Improving radiological monitoring using drones

Geelen Stef


Schroeyers Wouter, (UHasselt),

SCK•CEN Mentor

Camps Johan
+32 14 33 27 61

SCK•CEN Co-mentor

Vidmar Tim
+32 14 33 21 10

Expert group

Crisis Management and Decision Support

PhD started


Short project description

Accidental or deliberate CBRN1 events are considered as low probability events that might however have a big impact on citizens and society. In this context, the early detection and identification of CBRN hazards in a standardized way is of high importance. First responders are introducing new technologies, from which the use of drones2, equipped with a number of sensors, is one of the very challenging topics to date. Drones have the potential to remotely investigate, in an efficient way and at locations difficult to reach by first responders, a large number of hazards at the scene. In this context mainly VTOL (Vertical Taking Off and Landing) drones are considered, operated by the first responders near the scene and allowing to hoover for more detailed investigations if required. However, the limited pay-load of these systems pose important challenges related to the required efficiency of the detection systems. The sensitivity of the sensors, operated in flight, should meet pre-defined operational detection levels, allowing to assess the exposure of first responders and citizens and to compare with certain health standards in real-time.

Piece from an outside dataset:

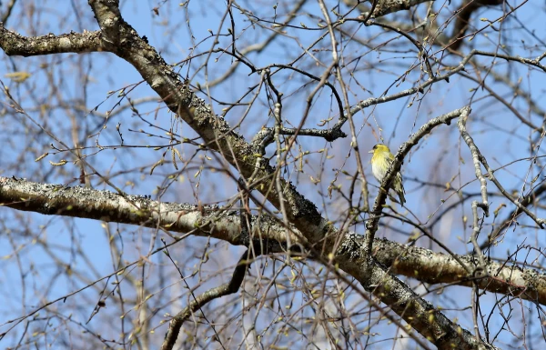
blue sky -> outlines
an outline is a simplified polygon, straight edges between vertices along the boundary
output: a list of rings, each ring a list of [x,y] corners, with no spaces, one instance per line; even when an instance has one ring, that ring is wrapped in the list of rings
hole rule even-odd
[[[92,17],[88,15],[89,8],[84,5],[79,5],[80,14],[76,16],[75,11],[70,6],[59,5],[55,10],[50,10],[52,5],[56,3],[44,2],[40,3],[42,9],[47,8],[48,11],[36,11],[33,15],[33,18],[40,23],[37,28],[31,28],[25,24],[29,19],[30,15],[25,15],[19,17],[19,14],[27,11],[23,5],[16,6],[13,20],[8,22],[8,28],[15,29],[21,34],[29,35],[46,35],[48,33],[62,34],[70,30],[80,31],[78,28],[86,28],[87,30],[96,30],[97,25],[92,22]],[[64,4],[67,5],[68,3]],[[218,2],[219,4],[219,2]],[[278,15],[282,16],[286,12],[286,4],[281,4],[278,7]],[[190,55],[190,48],[196,43],[199,43],[196,52],[206,52],[210,48],[212,40],[208,38],[210,34],[208,29],[213,33],[218,31],[218,21],[223,15],[224,7],[217,8],[207,7],[201,3],[191,3],[189,15],[187,17],[182,7],[177,2],[166,2],[159,8],[161,15],[159,17],[152,15],[152,8],[157,4],[154,2],[122,2],[122,14],[124,18],[131,24],[135,29],[141,35],[147,35],[149,43],[155,45],[161,52],[164,58],[171,64],[180,62]],[[333,6],[333,5],[332,5]],[[454,6],[454,5],[452,5]],[[315,4],[309,4],[304,7],[305,10],[319,15]],[[83,12],[82,12],[83,11]],[[256,5],[254,9],[257,14],[273,18],[275,11],[272,5],[269,6]],[[535,57],[540,53],[546,51],[544,44],[541,41],[539,33],[544,33],[546,28],[543,21],[540,19],[537,13],[543,15],[543,9],[539,7],[536,3],[530,2],[525,4],[521,9],[518,9],[517,20],[505,21],[502,25],[507,26],[507,29],[501,32],[489,31],[488,37],[477,36],[471,42],[467,40],[468,52],[470,47],[478,48],[484,51],[494,51],[497,44],[500,42],[505,45],[503,53],[510,55],[520,55],[525,57]],[[303,13],[303,11],[301,12]],[[440,13],[441,15],[445,12]],[[355,14],[355,16],[358,14]],[[332,15],[330,14],[330,15]],[[479,14],[480,17],[495,19],[501,15],[501,11],[499,9],[489,9]],[[38,17],[38,19],[35,18]],[[238,45],[240,47],[245,47],[248,45],[260,42],[265,35],[270,32],[261,30],[258,25],[252,25],[248,23],[248,18],[234,12],[236,18],[238,37]],[[190,38],[190,35],[186,24],[186,20],[189,18],[191,34],[195,39]],[[389,16],[389,19],[399,19],[399,15]],[[296,18],[292,24],[298,25],[305,24],[308,27],[317,27],[318,19],[309,15],[300,15]],[[227,32],[229,21],[227,21],[221,28],[222,33]],[[487,22],[475,21],[475,25],[484,26]],[[529,32],[524,32],[521,29],[524,24],[529,29]],[[498,27],[500,25],[496,25]],[[414,47],[409,45],[403,38],[398,38],[398,35],[392,33],[385,32],[377,27],[357,28],[357,25],[348,26],[353,28],[355,35],[365,38],[377,36],[372,44],[379,44],[388,39],[390,39],[390,45],[387,45],[384,50],[371,50],[367,52],[361,46],[356,44],[349,43],[344,50],[347,57],[354,58],[359,55],[363,55],[361,60],[358,64],[349,64],[344,73],[349,74],[351,68],[359,70],[355,75],[361,86],[359,86],[354,81],[350,82],[350,91],[349,98],[351,104],[359,100],[368,97],[379,97],[383,94],[394,94],[405,88],[414,85],[418,76],[420,75],[419,68],[414,69],[408,75],[408,79],[403,83],[398,83],[396,78],[408,70],[411,65],[417,63],[417,55]],[[321,32],[319,31],[304,31],[302,29],[287,28],[286,35],[278,37],[272,45],[260,54],[250,54],[250,59],[257,66],[264,66],[268,64],[280,62],[288,64],[293,60],[301,50],[301,47],[307,47],[310,43],[317,40]],[[35,31],[36,33],[34,33]],[[449,30],[448,30],[449,31]],[[533,32],[537,35],[533,35]],[[500,36],[500,34],[501,35]],[[513,35],[511,34],[513,33]],[[296,40],[295,38],[298,38]],[[220,38],[220,41],[227,42],[226,37]],[[322,45],[317,47],[329,47],[328,39]],[[430,48],[429,53],[436,51],[436,47]],[[313,52],[317,57],[317,61],[328,65],[331,61],[331,53],[326,49]],[[208,75],[208,81],[213,81],[222,75],[228,65],[231,64],[232,58],[228,55],[215,53],[208,61],[207,65],[201,66],[206,61],[203,56],[199,56],[192,60],[189,67],[187,65],[180,68],[180,75],[183,77],[192,77],[192,85],[195,86],[198,82],[201,85],[205,85],[205,74]],[[436,57],[440,57],[437,55]],[[217,62],[216,60],[217,59]],[[78,138],[80,142],[85,142],[89,147],[93,147],[99,143],[101,145],[119,145],[120,137],[116,126],[120,125],[120,131],[123,135],[125,145],[134,145],[139,146],[152,145],[150,148],[120,148],[106,149],[98,154],[88,158],[90,164],[93,165],[101,174],[114,174],[113,182],[130,194],[135,195],[151,195],[157,197],[157,187],[162,185],[167,177],[175,173],[176,169],[170,164],[159,166],[154,170],[153,175],[149,175],[149,169],[162,155],[163,151],[156,151],[154,146],[166,145],[167,142],[159,136],[164,136],[165,132],[158,129],[169,129],[174,127],[175,130],[184,137],[195,137],[196,135],[187,125],[182,123],[173,122],[172,115],[164,107],[164,105],[153,97],[157,97],[154,92],[147,85],[139,84],[128,95],[133,100],[139,98],[152,97],[152,101],[138,105],[139,113],[147,120],[145,123],[142,119],[132,115],[130,110],[126,110],[118,115],[108,118],[105,121],[104,116],[96,115],[91,113],[96,106],[97,113],[104,115],[106,111],[113,108],[116,103],[121,100],[121,105],[125,105],[126,100],[122,100],[118,95],[118,90],[141,81],[141,77],[137,72],[127,63],[112,54],[93,53],[86,55],[50,55],[45,57],[2,57],[3,65],[0,65],[0,77],[5,85],[6,85],[14,95],[20,101],[22,106],[25,108],[28,115],[35,118],[42,126],[50,130],[56,135],[58,135],[66,145],[74,145],[70,127],[72,123],[81,124],[81,128],[78,129]],[[529,68],[523,65],[516,63],[507,64],[506,61],[500,59],[493,59],[491,57],[479,57],[477,61],[483,65],[490,65],[491,62],[496,61],[495,69],[497,72],[506,75],[513,81],[521,79],[520,86],[529,92],[532,92],[533,96],[541,108],[546,108],[545,102],[541,96],[544,94],[543,87],[543,73],[537,73],[536,69]],[[460,57],[452,56],[448,60],[450,65],[456,65],[460,62]],[[83,63],[83,64],[82,64]],[[81,64],[81,65],[80,65]],[[321,72],[317,69],[316,62],[308,57],[301,60],[299,67],[301,69],[308,69],[315,74]],[[318,64],[317,64],[318,65]],[[371,65],[375,65],[372,67]],[[355,66],[356,65],[356,66]],[[85,69],[80,69],[83,66]],[[468,68],[470,74],[473,73],[471,67]],[[13,71],[26,71],[32,74],[31,78],[25,82],[17,84],[5,77],[5,74]],[[197,73],[196,73],[197,72]],[[286,71],[285,71],[286,72]],[[443,71],[442,71],[443,72]],[[231,102],[242,96],[249,86],[252,86],[259,82],[259,75],[248,75],[250,72],[248,67],[241,65],[237,70],[237,73],[225,84],[211,87],[210,94],[217,101]],[[473,75],[475,76],[475,75]],[[346,76],[347,81],[349,80],[349,75]],[[86,91],[82,89],[82,81],[88,80],[91,83],[87,85]],[[273,75],[273,81],[278,87],[281,87],[285,94],[283,100],[283,116],[287,122],[297,125],[299,123],[300,117],[305,110],[305,99],[309,91],[312,90],[313,85],[310,80],[302,77],[297,74],[288,74],[281,72]],[[54,84],[52,84],[54,82]],[[332,83],[335,83],[333,80]],[[300,89],[302,84],[310,84],[310,87]],[[541,116],[533,114],[528,110],[525,100],[521,97],[511,98],[511,92],[497,84],[490,75],[486,83],[492,86],[496,93],[506,97],[511,102],[512,105],[518,108],[523,115],[529,117],[533,123],[541,125]],[[55,86],[53,86],[55,85]],[[337,85],[339,87],[339,85]],[[58,98],[54,96],[51,100],[47,97],[54,94],[56,87],[63,94],[63,99],[68,101],[82,100],[82,105],[85,108],[72,110],[73,115],[69,115],[61,108],[55,108],[48,105],[44,108],[36,108],[44,101],[48,104],[58,103]],[[128,88],[126,88],[126,92]],[[385,93],[388,90],[388,93]],[[109,95],[110,91],[115,91]],[[513,115],[501,105],[497,100],[487,96],[487,91],[479,87],[475,82],[465,79],[461,76],[454,75],[450,79],[450,82],[440,82],[432,86],[431,91],[427,92],[424,95],[420,95],[420,100],[413,101],[411,106],[409,106],[412,98],[402,98],[392,103],[379,105],[375,107],[370,107],[355,115],[355,125],[359,131],[358,141],[360,151],[363,155],[363,163],[366,168],[367,178],[372,185],[377,185],[377,182],[372,178],[370,167],[369,165],[369,155],[366,153],[371,146],[378,142],[377,135],[380,135],[385,143],[387,143],[394,151],[398,149],[399,145],[404,142],[408,136],[417,130],[423,123],[426,123],[431,117],[440,115],[443,113],[450,112],[453,109],[460,108],[472,99],[472,114],[468,122],[468,128],[470,135],[475,139],[477,145],[483,152],[483,155],[488,159],[492,167],[499,167],[509,162],[512,162],[524,157],[533,155],[543,155],[541,151],[531,151],[529,141],[527,139],[530,135],[534,136],[534,133],[530,133],[529,128],[522,126],[521,123],[513,116]],[[108,97],[109,96],[109,97]],[[201,95],[207,102],[213,104],[214,110],[217,114],[222,113],[222,108],[226,105],[219,104],[217,101],[209,100],[205,95]],[[335,123],[338,117],[338,111],[335,104],[332,104],[332,98],[329,90],[322,90],[318,94],[318,98],[314,102],[311,113],[306,122],[306,126],[317,127],[321,120],[329,117],[334,118],[332,123]],[[538,96],[538,97],[537,97]],[[248,97],[246,101],[248,101]],[[254,106],[250,109],[248,116],[241,124],[239,132],[248,139],[250,140],[254,133],[262,125],[272,126],[273,120],[268,115],[269,103],[266,98],[266,95],[262,92],[258,97]],[[116,111],[116,109],[114,109]],[[246,106],[235,107],[227,115],[226,118],[230,123],[235,125],[239,122],[241,115],[246,110]],[[15,118],[15,119],[14,119]],[[491,126],[494,125],[494,127]],[[106,125],[106,129],[101,128]],[[15,116],[0,115],[0,142],[6,145],[0,149],[0,160],[3,165],[6,165],[0,168],[0,175],[17,177],[25,177],[28,180],[46,181],[54,184],[76,185],[74,181],[78,175],[78,167],[71,163],[63,168],[55,168],[49,165],[49,161],[59,162],[61,159],[66,158],[70,160],[67,153],[59,153],[54,155],[50,144],[59,146],[58,143],[52,140],[44,133],[39,133],[39,127],[33,125],[28,118],[22,115]],[[143,129],[145,134],[140,133]],[[97,136],[97,133],[100,135]],[[349,133],[349,126],[344,127],[344,131]],[[146,133],[155,134],[156,136],[147,136]],[[90,137],[89,137],[90,136]],[[320,210],[328,215],[332,220],[344,217],[349,207],[348,203],[340,196],[334,195],[331,199],[321,201],[321,195],[318,191],[326,193],[327,187],[333,178],[333,174],[337,169],[343,169],[349,174],[354,174],[356,170],[356,162],[354,160],[354,153],[349,152],[350,137],[338,140],[333,144],[325,142],[318,138],[300,137],[298,146],[303,150],[316,151],[318,149],[328,149],[329,155],[334,155],[332,158],[324,159],[323,153],[312,153],[306,161],[305,173],[298,173],[294,170],[296,166],[290,167],[290,172],[287,176],[290,176],[290,180],[298,185],[298,188],[305,194],[305,195],[313,200]],[[30,148],[28,146],[30,145]],[[188,145],[181,145],[179,148],[181,155],[185,158],[189,158],[194,155],[195,149]],[[273,147],[268,149],[268,155],[271,155]],[[52,153],[50,155],[43,159],[41,162],[35,163],[34,160],[45,152]],[[96,148],[89,148],[85,151],[86,154],[93,154],[96,152]],[[196,203],[196,197],[207,198],[210,202],[224,202],[234,195],[236,186],[234,182],[227,175],[213,173],[207,170],[207,166],[212,163],[207,159],[209,154],[197,153],[196,161],[191,163],[187,172],[182,173],[184,181],[179,182],[176,185],[170,187],[162,197],[162,200],[189,202]],[[203,158],[199,158],[203,156]],[[170,155],[166,156],[167,160]],[[464,162],[464,163],[463,163]],[[24,165],[24,166],[20,166]],[[218,165],[217,164],[215,164]],[[200,175],[198,173],[199,166],[204,166]],[[530,161],[522,160],[510,165],[502,171],[499,171],[496,175],[502,185],[511,190],[521,190],[522,178],[527,178],[529,181],[532,177],[539,175],[538,168],[541,165],[539,159],[538,165],[532,165]],[[146,170],[140,171],[143,168]],[[530,175],[528,171],[531,170]],[[128,172],[128,170],[133,170]],[[233,170],[233,169],[231,169]],[[127,173],[119,173],[127,171]],[[408,208],[415,214],[420,221],[425,222],[431,213],[436,211],[442,212],[443,208],[450,203],[455,200],[454,196],[442,204],[441,199],[447,199],[449,192],[445,192],[440,187],[420,187],[420,184],[412,181],[413,178],[432,181],[437,184],[445,185],[450,182],[451,187],[458,188],[463,184],[475,179],[473,173],[473,165],[471,157],[465,145],[460,145],[459,132],[456,129],[455,124],[451,125],[441,125],[435,130],[429,137],[422,140],[410,158],[406,160],[402,167],[403,175],[407,179],[405,187],[408,192]],[[318,185],[313,184],[310,180],[313,178],[320,179],[321,182]],[[541,179],[541,175],[539,175]],[[107,185],[98,183],[96,179],[96,188],[108,189]],[[344,176],[340,176],[338,183],[342,185],[342,188],[348,188],[349,180]],[[489,183],[490,187],[493,189],[492,184]],[[478,193],[479,183],[471,182],[464,187],[464,191],[468,193]],[[529,187],[527,186],[526,190]],[[526,192],[524,190],[523,192]],[[375,187],[370,187],[373,195],[377,192]],[[450,202],[451,201],[451,202]],[[501,199],[499,196],[491,196],[491,208],[495,209],[500,203],[507,203],[506,199]],[[324,206],[322,206],[324,205]],[[511,207],[503,209],[499,222],[505,215],[511,210]],[[504,214],[504,215],[502,215]],[[539,214],[541,211],[539,211]],[[463,223],[463,217],[470,215],[470,201],[463,206],[458,207],[450,214],[446,215],[439,225],[434,229],[434,235],[437,238],[450,245],[456,253],[466,254],[471,247],[466,244],[470,232],[468,225]],[[50,246],[55,247],[58,256],[62,256],[65,264],[70,265],[71,268],[77,271],[81,268],[81,272],[87,274],[93,278],[106,275],[115,271],[115,263],[112,262],[110,255],[110,248],[108,247],[108,239],[105,234],[104,227],[101,223],[83,219],[66,219],[54,216],[43,216],[39,215],[18,213],[10,209],[0,211],[1,220],[4,221],[4,234],[0,235],[0,256],[5,256],[5,259],[0,263],[0,288],[3,289],[2,294],[8,295],[10,303],[7,305],[0,306],[0,315],[2,315],[3,324],[6,320],[15,318],[21,315],[24,312],[32,310],[36,305],[36,295],[34,293],[27,293],[25,296],[22,295],[23,290],[41,291],[46,286],[51,288],[46,295],[46,300],[52,300],[56,297],[65,295],[67,293],[85,285],[85,279],[66,278],[59,275],[60,270],[58,265],[56,264],[47,251],[44,247],[40,247],[36,239],[46,240]],[[23,215],[23,219],[21,216]],[[23,229],[18,224],[20,220],[26,223],[27,226]],[[486,221],[483,235],[490,230],[492,217]],[[385,220],[385,224],[393,225],[396,227],[401,228],[406,232],[410,232],[411,229],[407,225],[400,225],[394,220]],[[521,224],[531,224],[529,220],[521,219]],[[41,225],[45,225],[43,230]],[[466,227],[465,227],[466,226]],[[124,259],[126,261],[135,261],[140,255],[146,255],[148,252],[150,230],[138,228],[135,226],[118,226],[115,224],[110,225],[112,232],[119,229],[123,232],[123,239],[116,238],[116,242],[124,249]],[[10,229],[13,230],[15,235],[10,235]],[[351,229],[362,233],[363,227],[357,225]],[[27,235],[22,235],[22,232],[26,230]],[[525,239],[519,234],[525,232],[529,235]],[[499,246],[491,250],[493,256],[505,258],[506,252],[511,250],[513,252],[514,245],[521,242],[539,246],[544,244],[542,235],[539,233],[529,231],[517,231],[512,233],[509,231],[507,238]],[[399,235],[394,230],[388,228],[382,229],[379,236],[386,236],[395,239],[399,242],[404,242],[407,235]],[[157,240],[157,244],[160,242]],[[191,238],[183,242],[177,249],[177,252],[191,252],[189,256],[185,256],[187,263],[184,265],[187,272],[191,273],[195,268],[195,264],[200,258],[202,254],[202,246],[206,244],[206,240],[201,238]],[[422,240],[418,243],[429,247],[430,243]],[[213,247],[216,243],[213,243]],[[96,272],[89,270],[89,265],[86,265],[82,255],[77,253],[81,247],[83,252],[92,265],[96,269]],[[430,247],[436,251],[440,251],[437,246],[431,245]],[[14,254],[17,252],[17,254]],[[240,248],[229,247],[227,248],[222,245],[218,245],[217,258],[212,259],[208,265],[206,265],[208,274],[212,275],[218,266],[226,267],[232,266],[238,259]],[[536,253],[531,252],[531,255]],[[532,256],[531,256],[532,257]],[[530,261],[532,260],[530,258]],[[162,255],[152,257],[155,264],[167,264]],[[542,261],[541,258],[540,261]],[[22,267],[19,267],[22,266]],[[156,271],[156,266],[151,267],[151,271],[145,271],[147,274],[152,274]],[[159,269],[157,268],[157,271]],[[229,273],[229,269],[227,269]],[[21,275],[25,275],[21,278]],[[224,275],[224,278],[225,276]],[[188,283],[197,283],[196,279],[190,279]],[[26,284],[26,288],[20,288],[19,285]],[[13,288],[12,285],[16,285]],[[198,291],[203,290],[207,286],[212,285],[206,284]],[[152,287],[154,289],[155,286]],[[0,289],[0,290],[2,290]],[[470,298],[470,291],[467,288],[450,289],[450,291],[460,292]],[[454,301],[449,300],[446,295],[435,296],[429,295],[432,300],[445,301],[448,303],[457,304],[457,298],[449,295]],[[81,305],[78,298],[84,298],[86,305]],[[438,299],[435,299],[438,298]],[[468,300],[468,298],[466,300]],[[23,302],[21,302],[21,300]],[[56,305],[56,307],[62,309],[63,307],[74,308],[78,310],[83,322],[86,321],[93,310],[94,303],[96,301],[96,291],[87,291],[81,293],[68,299],[66,306]],[[38,304],[45,302],[40,299]],[[492,298],[484,298],[484,305],[487,303],[492,302]],[[73,303],[72,305],[70,303]],[[440,302],[439,302],[440,303]],[[464,303],[463,303],[464,304]],[[468,303],[467,303],[468,304]],[[24,311],[25,310],[25,311]],[[66,312],[66,309],[65,309]],[[108,310],[109,311],[109,310]],[[116,314],[116,310],[112,310]],[[446,311],[450,313],[450,311]],[[457,312],[453,312],[454,316],[458,315]],[[470,314],[469,314],[470,315]],[[470,319],[465,319],[461,322],[467,322],[464,325],[467,329],[471,328]],[[0,326],[0,333],[4,332],[6,325]],[[9,325],[7,325],[9,326]],[[116,336],[113,331],[111,336]],[[18,341],[21,330],[17,333],[13,333],[13,337],[9,340],[10,344]],[[162,337],[163,330],[158,332]],[[379,348],[379,347],[378,347]]]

Within this Ph.D. topic the focus will be fully on RN sensors for alpha, beta and gamma detection and only direct measurements will be explored (no sampling). The characterization of the performance of detector systems coupled to drones and used in-flight poses several research challenges. Firstly, source – detector distances can be large and in addition sources can comprise large areas or volumes. This makes classical approaches such as standard Monte Carlo simulations very inefficient. Work has been done in this respect and has solved the problem for point sources and recently methods for surface sources are available. A method for a large surface source was integrated in the Penelope Monte Carlo code. However for other configurations, such as a radioactive cloud inside a building or in the outside environment, originating from a dispersal device, little work has been done to date. Secondly, it is not known to what effect rotor movement would influence detection performance, especially for direct alpha and beta monitoring, since the limited range of these types of radiation. Finally, a moving detector poses opportunities, but also limitations such as the short measurement time at a certain location.

The overall goal of the Ph.D. would be to contribute to improve the calculation tools for simulating the RN detector response within the typical (and potential future) operational range of VTOL drones. Based on this, conceptual detector designs can be proposed and/or evaluated. SCK•CEN started recently some experimental R&D work on drones, by coupling a small volume gamma-spectrometry detector to a drone, in a first phase mainly to map radioactive ground contaminations and/or locate a radioactive source. Experience from this work, which is expected to be gained in the next years, can be used within the Ph.D. to test and validate some of the numerical simulations methods.


1CBRN: Chemical, Biological, Radiological and Nuclear, sometimes expanded to include explosives: CBRNE

2We will use the term drone throughout this proposal, sometimes other terminology is preferred such as: UAV (Unmanned Aerial Vehicle) or RPAS (Remotely Piloted Aircraft System)


The Ph.D. work will start with the identification of a set of deliberate RN scenario’s ranging from radiological exposure devices to radiological dispersal devices. Based on these scenario’s and the potential hazards, the detection requirements will be determined. These detection requirements will be used as a reference for the evaluation of existing and proposed detection systems.

In parallel, a literature review will be made of existing detector response simulation methodologies for the different source detector geometries encountered in the RN scenarios identified and studied. In this context, especially the work done within the EURAMET-MetroERM project will be used as a starting point and an evaluation will be made what type of methods are necessary for improved simulation of drone detection capabilities in different scenario’s.

The main part of the PhD will concentrate on the development of improved methods for the simulation of source–detector geometries encountered in RN drone monitoring. These methods will include Monte Carlo techniques, but analytical techniques are not excluded. Detection systems and monitoring methodologies, including possible flight plans, will be designed for selected scenario’s to demonstrate the usefulness of the methods developed and/or as an iterative process in the research towards improved simulation methodologies.

In addition, finite element simulations, using COMSOL MultiPhysics or another similar package, will be undertaken to study the effect of rotor movement on radionuclide concentrations near possible detector locations on the drone, to estimate the effect on direct alpha and beta detections and complement the radiation transport simulations and methodologies.

Finally, based on the work performed, experimental datasets or new experiments will be identified to test and validate the methodologies developed. Experimental data-sets expected to be obtained in the next years from the drone programme started at SCK (first flights have been executed in October 2017) can be used.